All of which contributes to culture, and ultimately to competition, since a nobody from Miniscule U. will get his chance, and if he’s better than a draft choice… .

Specific impressions of players from day one of a three-day minicamp with players in shorts and no pads are interesting, but not definitive in any way. Part of Nagy’s cultural install will be to grasp the need and process for making impressions that mean more than one flashy day.

“There will be guys that catch your eye and when they do you really want to go back and watch the film and see ‘Was that real?’” Nagy said. “That’s what we’ll do. We’ll get together and we’ll watch it with the players. We’ll let them learn what we’re trying to teach them.

“Part of the evaluation process is there’s going to be a lot of mistakes today. We get it. This is a new language. Some of it’s half-comical because we understand that. And now what’s not comical is do they come back and do they make the same mistake? If they go back and they fix their mistakes and they don’t make the same mistake now you caught my attention.  So if a guy jumps out and makes a good catch we’ll go back and watch it and we’ll go from there.”

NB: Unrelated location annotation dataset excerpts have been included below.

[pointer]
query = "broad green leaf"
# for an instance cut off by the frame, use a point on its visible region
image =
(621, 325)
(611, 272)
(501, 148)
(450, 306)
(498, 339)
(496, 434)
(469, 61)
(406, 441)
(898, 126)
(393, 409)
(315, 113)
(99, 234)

Culture is a funny thing, and sometimes not so funny, sometimes a positive, sometimes not, sometimes working, sometimes not. Theo Epstein’s mission statement with the Cubs was about more than improving players. Jerry Krause once sought to move the Bulls on from the Jordan-Jackson era.

After Mike Ditka was fired in ’93, then-President Michael McCaskey endeavored to Dallas’ize the Bears with the hiring of former Cowboys defensive coordinator Dave Wannstedt, and former players felt that an effort was being made to sweep out vestiges of the Ditka years, Super Bowl trophy notwithstanding. That didn’t work. Eventually, the organization undertook to reconnect with its legacy, ultimately to the point of Ditka and other Super Bowl players welcomed back to visit and talk with players.

Ironically, a chief reason for George Halas hiring Ditka, a great tight end but a Dallas special-teams coach when Halas brought him back, was to restore what Halas believed was the lost culture of the Bears. Which Ditka more than achieved.

Nagy will put his imprint on his team, and that also will take shape with the types of players Pace and he bring in. And Nagy has begun instilling that culture in his presumed leaders, as in No. 1 pick linebacker Roquan Smith, who has specific takeaways from Nagy.

“Just being relentless, hard work, integrity and just doing things the right way,” Smith said, “and be yourself.”